We used data from the Korea National Health Insurance Service database (2003–2020). A total of 3,497 patients aged ≥ 50 years diagnosed with AVP-D (2,111 men and 1,386 women) were included, along with 1:1 matched controls, based on age, sex, index year, and key comorbidities, including diabetes mellitus, hypertension, cardiovascular disease, and cerebrovascular disease. Cox proportional hazards models were used to estimate hazard ratios (HRs) with 95% confidence intervals (CIs) for the risk of major osteoporotic fractures (MOFs), vertebral fractures (VFs), non-vertebral fractures (non-VFs), and hip fractures (HFs).

Results

After adjusting for confounding factors, including income status, steroid use, and prior fracture history, the risk for MOFs, VFs, non-VFs, and HFs in male patients with AVP-D were comparable to those in controls.

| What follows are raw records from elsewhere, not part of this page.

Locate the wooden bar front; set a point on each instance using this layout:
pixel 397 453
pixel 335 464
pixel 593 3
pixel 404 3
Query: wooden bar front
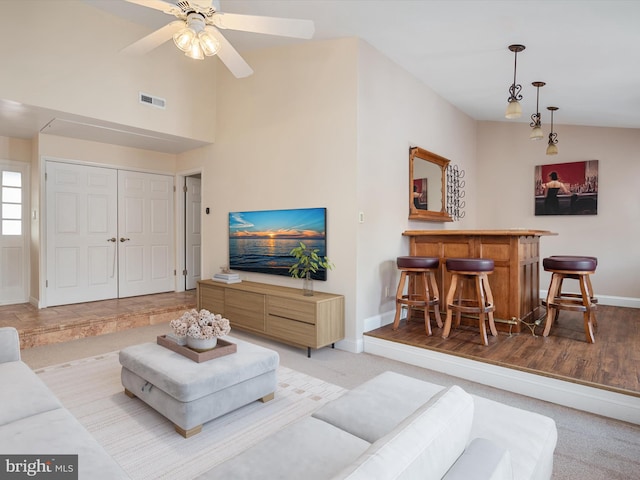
pixel 515 282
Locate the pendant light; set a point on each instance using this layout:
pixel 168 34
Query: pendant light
pixel 552 148
pixel 536 124
pixel 514 110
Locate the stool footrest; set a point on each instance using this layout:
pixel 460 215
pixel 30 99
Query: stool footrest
pixel 462 308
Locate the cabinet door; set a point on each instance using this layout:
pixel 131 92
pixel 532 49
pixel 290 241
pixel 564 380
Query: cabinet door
pixel 245 309
pixel 211 298
pixel 292 331
pixel 303 311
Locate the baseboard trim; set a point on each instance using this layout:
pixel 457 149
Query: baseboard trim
pixel 611 300
pixel 588 399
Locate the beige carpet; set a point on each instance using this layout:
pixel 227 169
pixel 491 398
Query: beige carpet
pixel 146 445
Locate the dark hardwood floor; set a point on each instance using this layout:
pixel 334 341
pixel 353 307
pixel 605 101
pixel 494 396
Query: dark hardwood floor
pixel 611 363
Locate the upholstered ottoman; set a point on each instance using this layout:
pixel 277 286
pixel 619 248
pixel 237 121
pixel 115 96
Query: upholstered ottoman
pixel 190 393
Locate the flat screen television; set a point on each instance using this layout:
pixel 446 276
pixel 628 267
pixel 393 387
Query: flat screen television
pixel 260 241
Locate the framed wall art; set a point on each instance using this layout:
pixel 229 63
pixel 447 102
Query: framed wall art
pixel 567 188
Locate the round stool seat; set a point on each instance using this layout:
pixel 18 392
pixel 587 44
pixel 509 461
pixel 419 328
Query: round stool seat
pixel 470 265
pixel 575 256
pixel 570 263
pixel 418 262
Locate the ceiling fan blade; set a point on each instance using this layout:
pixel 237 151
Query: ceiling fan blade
pixel 160 5
pixel 285 27
pixel 230 56
pixel 154 39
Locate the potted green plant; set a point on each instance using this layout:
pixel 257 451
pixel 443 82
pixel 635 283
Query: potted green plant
pixel 307 262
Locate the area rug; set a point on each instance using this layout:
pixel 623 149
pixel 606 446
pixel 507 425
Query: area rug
pixel 145 443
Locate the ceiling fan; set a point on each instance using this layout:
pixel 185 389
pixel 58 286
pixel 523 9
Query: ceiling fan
pixel 197 31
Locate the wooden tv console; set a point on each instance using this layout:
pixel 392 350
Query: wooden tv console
pixel 281 313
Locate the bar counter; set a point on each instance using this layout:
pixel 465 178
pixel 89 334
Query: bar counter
pixel 515 283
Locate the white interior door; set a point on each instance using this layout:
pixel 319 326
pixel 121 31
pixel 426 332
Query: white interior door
pixel 145 233
pixel 193 233
pixel 81 230
pixel 14 233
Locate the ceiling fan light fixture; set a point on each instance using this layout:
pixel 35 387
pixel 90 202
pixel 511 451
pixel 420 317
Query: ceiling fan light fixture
pixel 514 110
pixel 184 38
pixel 195 51
pixel 208 43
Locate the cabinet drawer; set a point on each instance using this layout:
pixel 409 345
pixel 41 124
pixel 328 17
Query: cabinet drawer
pixel 293 309
pixel 292 331
pixel 245 309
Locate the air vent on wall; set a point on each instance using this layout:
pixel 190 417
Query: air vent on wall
pixel 151 100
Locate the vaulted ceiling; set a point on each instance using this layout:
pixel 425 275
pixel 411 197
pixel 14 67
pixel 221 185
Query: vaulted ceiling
pixel 586 51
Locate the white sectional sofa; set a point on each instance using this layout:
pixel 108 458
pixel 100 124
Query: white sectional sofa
pixel 33 421
pixel 398 427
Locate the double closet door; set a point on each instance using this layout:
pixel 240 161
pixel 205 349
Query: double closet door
pixel 109 233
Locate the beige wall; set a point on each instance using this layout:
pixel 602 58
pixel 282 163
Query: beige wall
pixel 287 139
pixel 15 149
pixel 69 60
pixel 506 161
pixel 395 112
pixel 329 124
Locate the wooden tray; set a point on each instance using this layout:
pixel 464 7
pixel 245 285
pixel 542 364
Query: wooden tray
pixel 222 348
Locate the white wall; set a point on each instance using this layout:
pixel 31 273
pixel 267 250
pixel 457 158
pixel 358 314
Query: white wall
pixel 68 59
pixel 506 161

In women with AVP-D, the risk of MOFs, VFs, or non-VFs was not different from controls, but the risk of HFs was significantly higher (HR 1.83; 95% CI, 1.06–3.17). Age, female, previous history of fracture, and steroid use contributed to high risk for fracture in patients with AVP-D.

Conclusion

Compared with controls, only female patients with AVP-D demonstrated a significantly increased risk of HFs. These findings highlight the need for long-term follow-up, targeted screening, and proactive management of HF risk in female patients with AVP-D.